Sulfonated carbon/bamboo fiber wood-plastic board products have good functionality and market application prospects. Its production technology can be completely upgraded in the traditional wood-plastic board production line. Compared with traditional wood-plastic boards, its products are environmentally friendly. , flame retardant, light weight and high strength and other functional advantages.

The above-mentioned embodiment is a preferred implementation solution of the present disclosure. In addition, the present disclosure can also be implemented in other ways, and any obvious replacements are within the protection scope of the present disclosure without departing from the concept of the technical solution.

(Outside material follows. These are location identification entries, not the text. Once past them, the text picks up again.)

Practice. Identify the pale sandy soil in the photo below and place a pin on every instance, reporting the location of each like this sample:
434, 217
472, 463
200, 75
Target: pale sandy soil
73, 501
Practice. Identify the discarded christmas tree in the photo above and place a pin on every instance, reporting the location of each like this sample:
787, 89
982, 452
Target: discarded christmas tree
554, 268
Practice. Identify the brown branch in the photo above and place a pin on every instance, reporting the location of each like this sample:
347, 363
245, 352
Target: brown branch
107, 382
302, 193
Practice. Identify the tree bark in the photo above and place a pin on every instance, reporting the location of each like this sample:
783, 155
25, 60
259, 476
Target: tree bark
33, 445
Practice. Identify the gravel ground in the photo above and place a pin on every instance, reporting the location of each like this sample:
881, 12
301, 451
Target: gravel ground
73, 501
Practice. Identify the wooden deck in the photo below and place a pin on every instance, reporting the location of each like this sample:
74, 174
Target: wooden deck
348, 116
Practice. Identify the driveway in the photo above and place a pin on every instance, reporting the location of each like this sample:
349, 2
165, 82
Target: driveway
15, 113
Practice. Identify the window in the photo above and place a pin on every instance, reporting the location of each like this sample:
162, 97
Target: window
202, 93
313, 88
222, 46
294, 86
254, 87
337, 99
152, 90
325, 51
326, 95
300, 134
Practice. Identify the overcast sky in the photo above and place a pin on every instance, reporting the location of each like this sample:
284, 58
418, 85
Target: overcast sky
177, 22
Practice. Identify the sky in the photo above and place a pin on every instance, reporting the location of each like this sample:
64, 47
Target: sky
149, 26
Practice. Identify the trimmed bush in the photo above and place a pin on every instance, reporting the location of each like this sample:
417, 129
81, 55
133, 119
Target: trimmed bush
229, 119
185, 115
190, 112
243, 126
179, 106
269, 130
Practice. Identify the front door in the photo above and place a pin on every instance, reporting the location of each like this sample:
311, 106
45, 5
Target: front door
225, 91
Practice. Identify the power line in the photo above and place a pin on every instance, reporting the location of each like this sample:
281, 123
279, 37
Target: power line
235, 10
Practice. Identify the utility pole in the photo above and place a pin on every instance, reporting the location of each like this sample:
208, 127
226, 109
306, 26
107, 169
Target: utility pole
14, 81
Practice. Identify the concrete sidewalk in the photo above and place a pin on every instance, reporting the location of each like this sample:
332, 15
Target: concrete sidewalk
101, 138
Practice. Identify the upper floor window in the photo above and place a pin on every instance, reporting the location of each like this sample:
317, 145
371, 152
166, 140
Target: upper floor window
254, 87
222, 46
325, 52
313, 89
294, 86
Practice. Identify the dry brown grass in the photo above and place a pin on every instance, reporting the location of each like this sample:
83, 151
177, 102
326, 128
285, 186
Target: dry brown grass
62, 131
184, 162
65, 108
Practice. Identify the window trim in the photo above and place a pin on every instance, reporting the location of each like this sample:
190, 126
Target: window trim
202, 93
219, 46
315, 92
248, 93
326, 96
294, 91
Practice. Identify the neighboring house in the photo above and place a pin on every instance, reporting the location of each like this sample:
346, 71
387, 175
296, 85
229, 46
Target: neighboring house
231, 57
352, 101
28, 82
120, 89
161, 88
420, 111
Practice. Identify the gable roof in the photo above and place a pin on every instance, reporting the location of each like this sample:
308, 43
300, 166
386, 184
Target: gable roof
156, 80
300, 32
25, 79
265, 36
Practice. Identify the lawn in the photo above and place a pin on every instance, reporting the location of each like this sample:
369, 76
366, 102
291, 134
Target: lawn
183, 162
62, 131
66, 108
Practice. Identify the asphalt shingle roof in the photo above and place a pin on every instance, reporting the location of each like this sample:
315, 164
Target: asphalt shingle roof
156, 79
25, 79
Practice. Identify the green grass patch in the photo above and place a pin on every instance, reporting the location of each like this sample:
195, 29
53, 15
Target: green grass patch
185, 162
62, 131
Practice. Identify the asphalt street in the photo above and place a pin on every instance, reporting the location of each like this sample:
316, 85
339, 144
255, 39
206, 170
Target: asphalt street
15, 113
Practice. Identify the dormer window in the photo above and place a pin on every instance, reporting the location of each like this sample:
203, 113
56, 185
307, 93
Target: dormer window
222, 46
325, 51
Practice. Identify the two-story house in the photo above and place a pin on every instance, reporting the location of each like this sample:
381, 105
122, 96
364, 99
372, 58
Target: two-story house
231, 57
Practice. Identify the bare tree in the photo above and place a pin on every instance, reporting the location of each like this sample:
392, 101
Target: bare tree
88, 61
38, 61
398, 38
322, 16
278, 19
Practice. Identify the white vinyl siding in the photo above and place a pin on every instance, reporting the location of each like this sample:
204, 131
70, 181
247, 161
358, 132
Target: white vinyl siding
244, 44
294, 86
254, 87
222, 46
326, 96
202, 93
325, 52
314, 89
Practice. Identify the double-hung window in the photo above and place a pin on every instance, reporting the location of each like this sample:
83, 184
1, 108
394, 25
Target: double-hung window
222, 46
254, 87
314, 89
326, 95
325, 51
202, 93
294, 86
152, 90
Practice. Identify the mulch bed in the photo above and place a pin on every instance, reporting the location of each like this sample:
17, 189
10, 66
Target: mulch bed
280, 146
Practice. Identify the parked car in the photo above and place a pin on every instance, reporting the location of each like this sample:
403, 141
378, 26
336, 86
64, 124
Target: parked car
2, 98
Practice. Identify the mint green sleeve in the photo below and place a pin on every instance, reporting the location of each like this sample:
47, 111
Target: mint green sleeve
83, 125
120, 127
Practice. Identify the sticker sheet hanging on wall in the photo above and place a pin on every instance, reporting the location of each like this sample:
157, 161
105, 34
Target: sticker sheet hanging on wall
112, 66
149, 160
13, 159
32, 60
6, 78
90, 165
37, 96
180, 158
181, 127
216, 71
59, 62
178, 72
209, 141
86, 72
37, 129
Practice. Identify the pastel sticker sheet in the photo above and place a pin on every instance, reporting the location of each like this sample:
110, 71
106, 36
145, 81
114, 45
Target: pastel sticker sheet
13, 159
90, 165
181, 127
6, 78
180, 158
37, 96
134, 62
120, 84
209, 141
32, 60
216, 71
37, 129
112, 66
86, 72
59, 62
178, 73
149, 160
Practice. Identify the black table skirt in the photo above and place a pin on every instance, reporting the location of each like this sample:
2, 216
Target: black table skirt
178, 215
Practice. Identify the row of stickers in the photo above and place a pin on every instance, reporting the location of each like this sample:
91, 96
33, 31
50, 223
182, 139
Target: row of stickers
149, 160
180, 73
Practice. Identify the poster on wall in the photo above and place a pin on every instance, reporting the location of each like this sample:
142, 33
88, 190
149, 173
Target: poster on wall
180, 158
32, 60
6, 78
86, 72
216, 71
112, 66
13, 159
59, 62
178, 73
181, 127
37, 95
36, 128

In order to make it easier for those skilled in the art to understand the improvements of the present disclosure over the prior art, some drawings and descriptions of the present disclosure have been simplified, and for the sake of clarity, some other elements are also omitted in this application document, One of ordinary skill in the art would appreciate that such omitted elements may also constitute the subject matter of the present disclosure.

Claims

A sulfonic acid-based biochar fire-retardant wood-plastic board, comprising the following components in parts by weight: 20-30 parts of bamboo and wood fiber powder, 90-110 parts of heavy calcium carbonate, and 70-90 parts of polyvinyl chloride resin powder , 9-15 parts of PBS resin, 8-12 parts of hollow ceramic beads, 8-12 parts of ethylene-vinyl acetate copolymer, 5.5-7.5 parts of sulfonated carbon, 4-5 parts of heat stabilizer, 5- 6 parts, 0.6-1.2 part of foaming agent, 0.5-1 part of stearic acid, 0.5-1 part of PE wax.
The sulfonic acid-based biochar fire-retardant wood-plastic board according to claim 1, wherein: the bamboo and wood fiber powder is processed into a dry state.
A method for producing the sulfonic acid-based biochar fire-retardant wood-plastic board as claimed in claim 2, wherein, comprising the following steps:

(1) Combine bamboo and wood fiber powder, heavy calcium carbonate, polyvinyl chloride resin powder, PBS resin, hollow ceramic microbeads, ethylene vinyl acetate copolymer, sulfonated carbon, heat stabilizer, foaming regulator, foaming agent , stearic acid and PE wax are uniformly mixed and plasticized according to the proportion by weight to obtain a mixture;

(2) adding the blend obtained in the step (1) into the screw extruder for extrusion molding;

(3) making the material extruded in step (2) stereotyped and cooled to room temperature;

(4) Cutting the shaped and cooled material in step (3), and then carrying out a matte filming treatment to obtain a sulfonic acid-based biochar fire-retardant wood-plastic board.
The method for producing a sulfonic acid-based biochar fire-retardant wood-plastic board according to claim 3, wherein: the processing temperature in the screw extruder in step (2) is 170-180°C.